Require Privacy Impact Review

Before expanding automation infrastructure or entering new data-sharing relationships, counties should evaluate privacy exposure, fraud implications, and risks to vulnerable populations. That kind of review can help prevent unintended consequences.

Treat Public Records as Critical Infrastructure

Public records systems underpin property rights, lending, tax administration, and legal processes. They should increasingly be viewed and governed as critical infrastructure. That shift in mindset matters.

ppl tlaking abut AI Harvesting

Why This Is Also a Fraud Prevention Issue

This issue extends well beyond privacy. It is also about fraud prevention. Deloitte projects AI-enabled fraud losses could rise from $12.3 billion in 2023 to $40 billion by 2027. Real estate sits squarely within that risk landscape. AI tools can support forged deeds, synthetic identities, targeted phishing, and highly sophisticated transaction impersonation. Fraud no longer scales only at human speed. That changes what prevention must look like.

Legislative Momentum Is Growing

Governments are beginning to respond.

Indiana has explored anti-bot public records reforms. Several states have advanced deed fraud notification laws. Others have expanded authority for suspicious filing intervention or introduced title freeze concepts. Broader public-sector AI governance efforts are also gaining traction. While legislation evolves, county-level action may often move faster. That may be where some of the most practical progress happens.

Responsible Access, Not Restricted Access

Some frame this debate as transparency versus privacy. That oversimplifies the issue. The core concern is responsible access. The objective is not hiding public records from lawful users. It is preventing unrestricted automated harvesting that treats county databases as raw fuel for industrial extraction. There is a meaningful difference. Citizens accessing records for legitimate purposes is one thing. Bots vacuuming entire databases without oversight is something else. Policy should recognize that distinction.

Public Records Stewardship in the AI Era

County officials have long served as custodians of land records. Today that role is evolving. Stewardship increasingly includes data governance, automation controls, fraud prevention, and privacy protection. This is no longer just a records management issue. It is part of protecting public trust. And that may be the larger issue at stake.

Looking Ahead

The coming years may shape whether county public records remain trusted civic infrastructure or become increasingly exploited data reservoirs. The warning signs are visible. The tools for action already exist. Many practical reforms do not require waiting for national solutions. Counties can begin addressing exposure now. And the greatest risk may be assuming the problem is still hypothetical.

It is not.

house example of AI Harvesting

Final Thoughts

Public records should continue supporting transparency, property rights, and legitimate research. But they should not become unregulated fuel for automated harvesting. As AI capabilities expand, counties face a clear choice. They can remain reactive as privacy failures and fraud risks grow. Or they can modernize governance now. The counties that treat public records protection as a strategic priority in 2026 may help define the national model going forward. That conversation has already begun.

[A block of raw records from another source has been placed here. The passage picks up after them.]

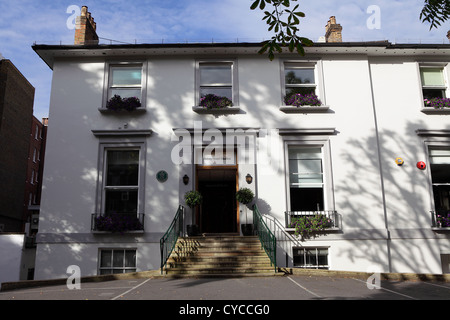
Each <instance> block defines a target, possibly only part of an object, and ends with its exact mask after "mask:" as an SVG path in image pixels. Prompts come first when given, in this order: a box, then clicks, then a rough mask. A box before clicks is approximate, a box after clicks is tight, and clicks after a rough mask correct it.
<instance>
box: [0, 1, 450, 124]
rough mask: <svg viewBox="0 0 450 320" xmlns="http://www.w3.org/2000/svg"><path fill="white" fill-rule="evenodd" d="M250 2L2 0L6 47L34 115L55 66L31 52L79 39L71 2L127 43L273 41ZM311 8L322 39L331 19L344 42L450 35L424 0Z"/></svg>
mask: <svg viewBox="0 0 450 320" xmlns="http://www.w3.org/2000/svg"><path fill="white" fill-rule="evenodd" d="M251 3H252V1H251V0H183V1H178V0H165V1H155V0H135V1H122V0H83V1H75V0H73V1H72V0H69V1H36V0H16V1H7V0H0V12H1V19H0V51H1V52H2V53H3V55H4V56H5V57H6V58H8V59H10V60H11V61H12V62H13V63H14V64H15V65H16V66H17V67H18V68H19V70H20V71H21V72H22V73H23V74H24V75H25V77H27V78H28V80H29V81H30V82H31V83H32V84H33V85H34V86H35V88H36V95H35V114H36V116H37V117H38V118H41V117H44V116H47V112H48V104H49V97H50V93H49V92H50V83H51V70H49V69H48V67H47V66H46V65H45V64H44V63H43V62H42V60H40V58H39V57H38V56H37V55H36V53H35V52H33V50H32V49H31V45H32V44H33V42H34V41H37V42H39V43H48V44H57V43H60V41H61V42H62V43H64V44H72V43H73V38H74V30H70V29H69V28H67V25H66V23H67V20H68V19H69V18H70V16H71V14H70V13H67V12H66V11H67V8H68V7H69V6H70V5H78V6H82V5H87V6H88V7H89V11H90V12H92V15H93V17H94V19H95V21H96V22H97V31H98V34H99V36H100V37H103V38H108V39H116V40H121V41H134V40H137V41H139V42H159V41H161V40H162V39H165V40H166V41H191V42H193V41H208V40H212V39H214V40H215V41H230V42H231V41H235V40H236V39H239V40H241V41H261V40H262V39H263V38H269V37H270V34H269V33H268V32H267V26H266V24H265V22H264V21H261V19H262V17H263V13H262V12H261V11H259V10H254V11H252V10H250V4H251ZM297 3H299V4H300V9H301V10H302V11H303V12H305V13H306V17H305V18H303V19H302V20H301V21H302V22H301V28H300V30H301V33H302V35H304V36H306V37H309V38H310V39H312V40H317V39H318V38H319V37H320V36H322V35H324V33H325V25H326V23H327V21H328V19H329V17H330V16H332V15H335V16H336V18H337V21H338V23H340V24H341V25H342V26H343V39H344V41H361V40H364V41H371V40H384V39H386V40H390V41H397V42H404V41H410V42H411V41H412V42H419V41H427V42H432V41H434V42H440V43H442V41H443V40H444V41H445V40H446V33H447V30H448V29H450V27H449V23H446V24H445V25H443V26H442V27H441V28H439V29H437V30H432V31H429V30H428V29H429V26H428V25H427V24H423V23H422V22H420V20H419V14H420V11H421V9H422V7H423V0H341V1H336V0H320V1H298V2H297ZM370 5H377V6H379V7H380V10H381V25H380V29H374V30H370V29H368V28H367V25H366V22H367V19H368V18H369V16H370V14H368V13H367V12H366V10H367V7H369V6H370Z"/></svg>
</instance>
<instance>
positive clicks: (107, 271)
mask: <svg viewBox="0 0 450 320" xmlns="http://www.w3.org/2000/svg"><path fill="white" fill-rule="evenodd" d="M129 272H136V249H102V250H100V268H99V274H114V273H129Z"/></svg>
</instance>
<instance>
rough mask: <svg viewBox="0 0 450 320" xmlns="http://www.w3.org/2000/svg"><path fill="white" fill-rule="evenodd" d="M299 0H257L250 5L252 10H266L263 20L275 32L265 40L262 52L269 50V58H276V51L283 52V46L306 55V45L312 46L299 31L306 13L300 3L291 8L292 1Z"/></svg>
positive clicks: (273, 31)
mask: <svg viewBox="0 0 450 320" xmlns="http://www.w3.org/2000/svg"><path fill="white" fill-rule="evenodd" d="M296 1H297V0H255V1H254V2H253V3H252V5H251V6H250V9H251V10H255V9H259V10H261V11H264V18H263V20H264V21H266V23H267V25H268V31H271V32H273V33H274V35H273V36H272V38H271V39H270V40H267V41H264V42H263V44H262V48H261V50H260V51H259V53H260V54H263V53H265V52H268V55H269V59H270V60H273V59H274V58H275V52H279V53H281V52H282V51H283V47H286V48H288V49H289V51H290V52H293V51H294V50H296V51H297V52H298V53H299V54H301V55H304V54H305V49H304V48H303V47H304V46H311V45H312V44H313V42H312V41H311V40H309V39H308V38H305V37H300V36H299V35H298V34H297V32H298V31H299V28H298V27H299V25H300V18H303V17H305V14H304V13H303V12H301V11H299V10H298V8H299V5H298V4H297V5H295V6H294V8H291V3H292V2H296ZM268 6H269V7H272V10H271V11H267V10H265V9H266V7H268Z"/></svg>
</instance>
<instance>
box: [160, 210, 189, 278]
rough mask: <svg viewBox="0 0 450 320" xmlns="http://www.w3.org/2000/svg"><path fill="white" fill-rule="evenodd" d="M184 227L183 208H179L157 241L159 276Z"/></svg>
mask: <svg viewBox="0 0 450 320" xmlns="http://www.w3.org/2000/svg"><path fill="white" fill-rule="evenodd" d="M183 226H184V207H183V206H181V205H180V206H179V207H178V210H177V213H176V214H175V217H174V218H173V220H172V223H171V224H170V226H169V228H168V229H167V231H166V233H165V234H164V236H163V237H162V238H161V240H159V246H160V249H161V274H163V269H164V266H165V265H166V262H167V260H168V259H169V257H170V254H171V253H172V250H173V248H174V247H175V244H176V243H177V240H178V237H179V236H180V234H182V233H183V232H184V231H183Z"/></svg>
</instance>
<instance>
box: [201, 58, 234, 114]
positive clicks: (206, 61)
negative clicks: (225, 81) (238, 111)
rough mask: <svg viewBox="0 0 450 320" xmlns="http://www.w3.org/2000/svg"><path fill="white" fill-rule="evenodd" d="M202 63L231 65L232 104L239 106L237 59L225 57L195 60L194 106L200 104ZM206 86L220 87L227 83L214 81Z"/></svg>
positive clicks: (212, 64)
mask: <svg viewBox="0 0 450 320" xmlns="http://www.w3.org/2000/svg"><path fill="white" fill-rule="evenodd" d="M202 64H208V65H230V67H231V95H232V99H231V101H232V102H233V106H234V107H236V106H239V87H238V67H237V60H235V59H227V60H220V59H219V60H217V59H214V60H209V59H206V60H197V61H196V62H195V101H194V106H199V104H200V98H201V96H200V92H201V88H202V87H203V86H202V84H201V80H200V68H201V65H202ZM208 87H211V88H213V87H216V88H222V87H229V84H225V83H215V84H210V85H209V86H208Z"/></svg>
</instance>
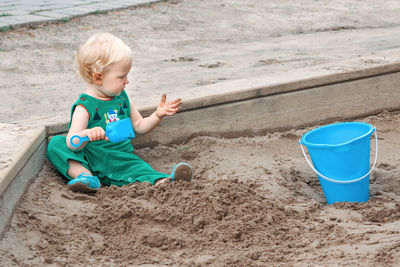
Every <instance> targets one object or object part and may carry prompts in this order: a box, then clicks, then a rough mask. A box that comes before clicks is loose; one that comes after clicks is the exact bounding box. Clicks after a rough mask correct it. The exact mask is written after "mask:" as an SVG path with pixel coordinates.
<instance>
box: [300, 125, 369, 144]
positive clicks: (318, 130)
mask: <svg viewBox="0 0 400 267" xmlns="http://www.w3.org/2000/svg"><path fill="white" fill-rule="evenodd" d="M340 124H358V125H365V126H367V127H368V128H369V130H368V132H367V133H365V134H363V135H361V136H359V137H356V138H353V139H351V140H349V141H346V142H343V143H338V144H316V143H310V142H308V141H307V140H306V138H307V136H308V135H309V134H311V133H314V132H317V131H320V130H322V129H325V128H330V127H335V126H337V125H340ZM374 131H375V127H373V126H372V125H371V124H369V123H366V122H357V121H354V122H338V123H332V124H328V125H324V126H321V127H318V128H315V129H313V130H311V131H308V132H307V133H305V134H304V135H303V136H302V137H301V140H300V143H302V144H303V145H305V146H307V147H321V148H322V147H331V148H333V147H340V146H344V145H348V144H350V143H353V142H356V141H357V140H360V139H362V138H364V137H366V136H368V135H371V134H372V133H373V132H374Z"/></svg>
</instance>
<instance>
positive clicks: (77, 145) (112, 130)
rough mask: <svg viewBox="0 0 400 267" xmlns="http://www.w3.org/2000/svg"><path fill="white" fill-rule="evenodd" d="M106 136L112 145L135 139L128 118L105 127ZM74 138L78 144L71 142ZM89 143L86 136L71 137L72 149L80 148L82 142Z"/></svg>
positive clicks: (87, 136)
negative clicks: (78, 139) (108, 139)
mask: <svg viewBox="0 0 400 267" xmlns="http://www.w3.org/2000/svg"><path fill="white" fill-rule="evenodd" d="M106 136H107V137H108V139H110V141H111V142H112V143H117V142H122V141H125V140H128V139H133V138H135V133H134V132H133V127H132V122H131V120H130V118H126V119H122V120H118V121H113V122H110V123H108V124H107V126H106ZM75 138H78V139H79V143H77V144H75V143H74V142H73V140H74V139H75ZM85 141H90V139H89V137H88V136H84V137H80V136H79V135H74V136H72V137H71V140H70V142H71V145H72V146H74V147H78V146H80V145H81V144H82V143H83V142H85Z"/></svg>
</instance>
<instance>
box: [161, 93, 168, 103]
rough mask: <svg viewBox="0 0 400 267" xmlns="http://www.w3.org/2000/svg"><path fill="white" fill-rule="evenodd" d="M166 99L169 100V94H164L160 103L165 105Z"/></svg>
mask: <svg viewBox="0 0 400 267" xmlns="http://www.w3.org/2000/svg"><path fill="white" fill-rule="evenodd" d="M165 100H167V94H163V95H162V96H161V101H160V104H161V105H164V104H165Z"/></svg>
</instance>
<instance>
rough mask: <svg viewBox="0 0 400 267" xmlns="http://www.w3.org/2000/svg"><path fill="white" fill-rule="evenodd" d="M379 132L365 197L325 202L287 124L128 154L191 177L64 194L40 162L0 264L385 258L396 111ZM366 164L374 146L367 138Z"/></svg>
mask: <svg viewBox="0 0 400 267" xmlns="http://www.w3.org/2000/svg"><path fill="white" fill-rule="evenodd" d="M363 121H365V122H368V123H370V124H372V125H374V126H376V127H377V129H378V137H379V147H380V148H379V151H380V152H379V160H378V164H377V167H376V170H375V171H374V172H373V174H372V175H371V177H370V200H369V201H368V202H367V203H361V204H355V203H336V204H333V205H327V204H326V203H325V199H324V196H323V193H322V190H321V187H320V184H319V182H318V179H317V177H316V176H315V175H314V174H313V172H312V171H311V170H310V169H309V167H308V165H307V164H306V162H305V159H304V158H303V156H302V154H301V151H300V148H299V145H298V142H297V141H298V139H299V138H300V137H301V136H302V134H304V133H305V132H306V131H308V130H310V129H304V130H291V131H288V132H283V133H274V134H268V135H266V136H258V137H240V138H234V139H223V138H214V137H196V138H194V139H192V140H190V141H188V142H187V143H185V144H182V145H175V146H157V147H154V148H143V149H140V150H137V151H136V153H137V154H138V155H139V156H141V157H142V158H144V159H145V160H146V161H148V162H149V163H150V164H151V165H152V166H154V167H155V168H156V169H158V170H161V171H164V172H170V170H171V165H172V164H173V162H178V161H183V160H184V161H187V162H189V163H190V164H191V165H192V166H193V167H194V169H195V178H194V179H193V180H192V181H191V182H180V183H178V182H176V183H165V184H162V185H160V186H151V185H149V184H146V183H143V184H132V185H130V186H125V187H122V188H118V187H110V188H102V189H101V190H100V191H99V192H98V193H97V194H94V195H88V194H81V193H73V192H71V191H69V190H68V189H67V187H66V180H65V179H64V178H62V177H61V176H60V175H59V174H57V173H56V172H55V171H54V170H53V168H52V167H51V166H50V164H46V165H45V167H44V169H43V170H42V171H41V173H40V175H39V177H38V178H37V179H36V180H35V182H34V183H33V184H32V185H31V187H30V188H29V190H28V192H27V193H26V194H25V195H24V197H23V199H22V201H21V202H20V203H19V205H18V207H17V210H16V212H15V216H14V218H13V219H12V222H11V225H10V229H9V231H8V232H7V233H6V234H5V237H4V238H3V239H2V240H1V242H0V262H2V264H3V265H4V266H15V265H18V266H25V265H26V266H35V265H36V266H44V265H46V264H48V265H50V266H72V265H79V266H99V265H101V266H116V265H119V266H121V265H122V266H128V265H129V266H137V265H145V266H160V265H162V266H166V265H167V266H168V265H171V266H203V265H212V266H281V265H283V266H293V265H295V266H338V265H340V266H395V265H397V264H398V259H399V258H400V242H399V241H400V179H399V176H398V174H399V172H400V164H399V153H397V151H398V150H400V142H399V141H398V140H400V130H399V129H400V116H399V115H394V114H390V113H387V112H385V113H382V114H380V115H378V116H372V117H369V118H366V119H364V120H363ZM371 147H372V149H371V162H373V157H374V155H375V151H374V147H375V146H374V141H373V140H372V146H371Z"/></svg>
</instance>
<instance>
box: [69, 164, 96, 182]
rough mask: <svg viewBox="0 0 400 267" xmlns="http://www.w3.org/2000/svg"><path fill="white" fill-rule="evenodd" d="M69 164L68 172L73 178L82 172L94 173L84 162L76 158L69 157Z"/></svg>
mask: <svg viewBox="0 0 400 267" xmlns="http://www.w3.org/2000/svg"><path fill="white" fill-rule="evenodd" d="M68 164H69V168H68V171H67V174H68V176H69V177H71V178H72V179H75V178H76V177H78V176H79V175H80V174H82V173H87V174H90V175H93V174H92V172H91V171H89V170H88V169H87V168H85V167H83V165H82V163H80V162H78V161H76V160H72V159H69V160H68Z"/></svg>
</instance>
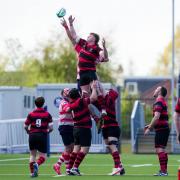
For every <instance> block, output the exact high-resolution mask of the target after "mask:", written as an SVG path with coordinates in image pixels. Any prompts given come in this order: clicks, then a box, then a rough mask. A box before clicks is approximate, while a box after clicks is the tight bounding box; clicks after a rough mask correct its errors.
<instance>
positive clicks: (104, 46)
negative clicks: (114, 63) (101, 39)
mask: <svg viewBox="0 0 180 180" xmlns="http://www.w3.org/2000/svg"><path fill="white" fill-rule="evenodd" d="M74 20H75V18H73V17H72V16H69V26H68V25H67V23H66V21H65V19H62V21H61V24H62V25H63V27H64V28H65V30H66V33H67V35H68V37H69V39H70V40H71V42H72V44H73V45H74V49H75V51H76V53H77V57H78V74H79V86H80V88H81V90H82V92H83V91H85V92H88V93H90V82H91V81H92V80H97V79H98V78H97V74H96V64H98V63H99V62H107V61H108V60H109V59H108V52H107V49H106V43H105V40H104V39H103V40H102V49H101V48H100V47H99V45H98V43H99V39H100V38H99V35H98V34H96V33H90V34H89V36H88V37H87V40H84V39H82V38H79V37H78V36H77V34H76V31H75V29H74V26H73V22H74Z"/></svg>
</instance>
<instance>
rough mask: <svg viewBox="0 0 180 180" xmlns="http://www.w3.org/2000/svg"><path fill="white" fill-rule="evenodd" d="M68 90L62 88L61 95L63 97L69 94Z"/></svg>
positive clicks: (69, 90) (68, 89)
mask: <svg viewBox="0 0 180 180" xmlns="http://www.w3.org/2000/svg"><path fill="white" fill-rule="evenodd" d="M69 91H70V89H69V88H64V89H63V90H62V91H61V96H63V97H68V96H69Z"/></svg>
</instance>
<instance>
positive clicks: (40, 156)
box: [24, 97, 53, 177]
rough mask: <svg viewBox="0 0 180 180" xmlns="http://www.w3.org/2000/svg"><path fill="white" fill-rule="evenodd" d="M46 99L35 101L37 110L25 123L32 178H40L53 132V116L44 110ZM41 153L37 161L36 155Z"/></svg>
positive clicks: (28, 118)
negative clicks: (48, 146)
mask: <svg viewBox="0 0 180 180" xmlns="http://www.w3.org/2000/svg"><path fill="white" fill-rule="evenodd" d="M44 102H45V100H44V98H43V97H37V98H36V99H35V105H36V107H37V108H36V109H35V110H34V111H32V112H30V113H29V114H28V116H27V119H26V121H25V123H24V128H25V130H26V132H27V133H28V134H29V149H30V159H29V168H30V172H31V177H37V176H38V168H39V166H40V165H41V164H43V163H44V162H45V159H46V153H47V135H48V133H50V132H51V131H52V130H53V121H52V116H51V115H50V114H49V112H47V111H46V110H44V108H43V105H44ZM37 152H39V158H38V159H37V161H36V155H37Z"/></svg>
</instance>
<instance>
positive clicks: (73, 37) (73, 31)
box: [68, 15, 79, 43]
mask: <svg viewBox="0 0 180 180" xmlns="http://www.w3.org/2000/svg"><path fill="white" fill-rule="evenodd" d="M68 20H69V26H70V32H71V36H72V39H73V40H74V42H75V43H77V42H78V39H79V38H78V36H77V34H76V31H75V29H74V25H73V23H74V20H75V17H72V15H70V16H69V18H68Z"/></svg>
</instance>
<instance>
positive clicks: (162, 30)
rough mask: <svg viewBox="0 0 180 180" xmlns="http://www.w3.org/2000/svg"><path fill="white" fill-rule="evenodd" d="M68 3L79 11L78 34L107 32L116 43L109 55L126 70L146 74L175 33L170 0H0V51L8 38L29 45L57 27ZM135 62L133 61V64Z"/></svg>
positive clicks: (80, 35)
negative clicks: (5, 0) (111, 51)
mask: <svg viewBox="0 0 180 180" xmlns="http://www.w3.org/2000/svg"><path fill="white" fill-rule="evenodd" d="M61 7H64V8H66V10H67V17H68V16H69V15H70V14H72V15H73V16H75V17H76V20H75V27H76V29H77V31H78V34H79V35H80V36H81V37H83V38H86V37H87V35H88V33H89V32H97V33H98V34H100V36H101V37H108V39H110V41H111V42H112V44H113V46H114V47H115V48H116V54H115V56H114V57H113V58H111V61H112V63H113V64H115V65H116V64H119V63H121V64H122V65H123V67H124V70H125V75H129V74H131V73H132V74H133V75H137V76H145V75H148V74H150V73H151V68H152V67H153V66H155V65H156V61H157V59H158V57H159V56H160V54H161V53H162V52H163V50H164V48H165V47H166V45H167V44H168V42H170V41H171V38H172V0H111V1H105V0H98V1H97V0H91V1H85V0H51V1H50V0H13V1H12V0H6V1H2V0H1V1H0V22H1V28H0V53H4V52H6V48H5V43H4V41H5V40H6V39H8V38H17V39H19V41H20V43H21V44H22V45H23V47H24V49H25V50H31V49H33V48H35V47H36V46H37V44H38V43H39V42H43V41H45V40H46V39H48V38H49V37H51V33H52V32H54V31H55V32H56V31H59V32H61V33H62V35H64V36H65V35H66V34H65V33H64V31H63V29H62V27H61V26H60V24H59V19H58V18H57V17H56V12H57V11H58V9H60V8H61ZM178 7H180V1H179V0H175V25H176V26H177V25H180V11H178ZM129 64H132V67H131V68H130V67H129Z"/></svg>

Frequently Asked Questions

Can counties reduce bot harvesting without restricting public access?

Yes. Many safeguards focus specifically on mass automated extraction while preserving access for citizens, researchers, attorneys, and title professionals.

Why are property records attractive targets for automation?

Because they contain highly valuable identity, ownership, and financial data that can support fraud, targeting, and commercial profiling.

Are open-data portals increasing exposure?

They can if sensitive datasets are published without appropriate controls or risk distinctions.

What fraud risks are tied to automated harvesting?

Deed fraud, identity misuse, phishing attacks, and ownership targeting are among the primary concerns.

What is the best first step for counties?

A strong starting point is reviewing bot protections, auditing data-sharing practices, and assessing privacy risks across existing systems.